In Belgio ha dovuto affrontare ostilità a motivo delle espressioni del Papa riguardo alla prevenzione dell’HIV/AIDS. Come ne è uscito?

«Il papa si era pronunciato contro l’uso dei condom nel viaggio in aereo verso l’Africa. Fui preso di mira, tanto che si voleva dichiararmi persona “non grata”. Quando lasciai Bruxelles, a fine mandato, non diedi neppure il saluto ufficiale. Andai dal re, ma non dal presidente del Parlamento. Me ne andai in silenzio».

Che cosa pensa di tutti gli anni passati a servizio della Santa Sede?

«Sono stati anni interessanti».

E allo scadere dei 75 anni se ne è andato.

«Per la verità in Segreteria di Stato volevano che restassi ancora per un po’, ma non ho accettato. E mi trovo qui dalle suore. Devo tanto alla Santa Sede, anche se non sempre sono stato ascoltato, soprattutto riguardo alle nomine dei vescovi. Certo sono rimasto dolorosamente sorpreso per alcuni avvenimenti. Penso al caso dei lefebvriani, alla non trasmissione al Papa delle informazioni su Williamson. Qualcuno è stato davvero superficiale».

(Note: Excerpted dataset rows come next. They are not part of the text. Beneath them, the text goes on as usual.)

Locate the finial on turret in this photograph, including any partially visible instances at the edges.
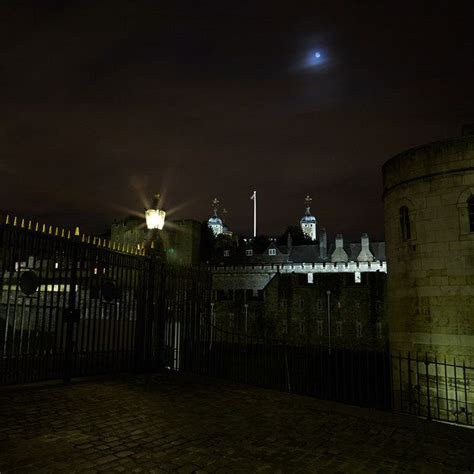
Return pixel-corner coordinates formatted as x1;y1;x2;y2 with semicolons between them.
212;197;220;217
305;194;312;213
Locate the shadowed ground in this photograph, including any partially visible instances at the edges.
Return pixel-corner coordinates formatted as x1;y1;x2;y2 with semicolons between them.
0;373;473;473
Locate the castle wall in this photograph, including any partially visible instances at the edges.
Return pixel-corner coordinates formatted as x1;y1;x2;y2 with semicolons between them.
383;135;474;364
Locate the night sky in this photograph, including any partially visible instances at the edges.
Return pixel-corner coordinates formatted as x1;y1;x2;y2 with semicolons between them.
1;1;473;241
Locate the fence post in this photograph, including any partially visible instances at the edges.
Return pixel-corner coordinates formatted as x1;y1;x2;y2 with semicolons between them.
63;233;80;384
424;353;432;421
134;257;149;373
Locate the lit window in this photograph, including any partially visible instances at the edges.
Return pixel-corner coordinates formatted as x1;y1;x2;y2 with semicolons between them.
399;206;411;240
468;196;474;232
245;249;253;256
223;250;230;257
354;271;361;283
307;273;314;284
317;320;323;336
356;321;362;338
336;321;342;337
268;248;276;256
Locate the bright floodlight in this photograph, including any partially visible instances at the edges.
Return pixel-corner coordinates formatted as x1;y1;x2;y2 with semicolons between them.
145;208;166;230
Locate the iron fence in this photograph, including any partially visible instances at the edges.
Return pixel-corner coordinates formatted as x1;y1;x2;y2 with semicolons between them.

Vogliamo terminare questa conversazione con quello che lei scriveva dieci anni fa: «La Chiesa, in quanto popolo di Dio e misterioso corpo di Gesù Cristo, ma anche in quanto “Ecclesia semper reformanda”, nella sua attività pastorale, missionaria ed ecumenica dovrà rendersi sempre più conto che deve seguire l’umile invito alla partecipazione ad esso, vale a dire alla pienezza dell’amore salvifico di Dio, che si concentra in Gesù Cristo» (La cosa più importante per la Chiesa, 75).

«Ne sono ancora più convinto di allora».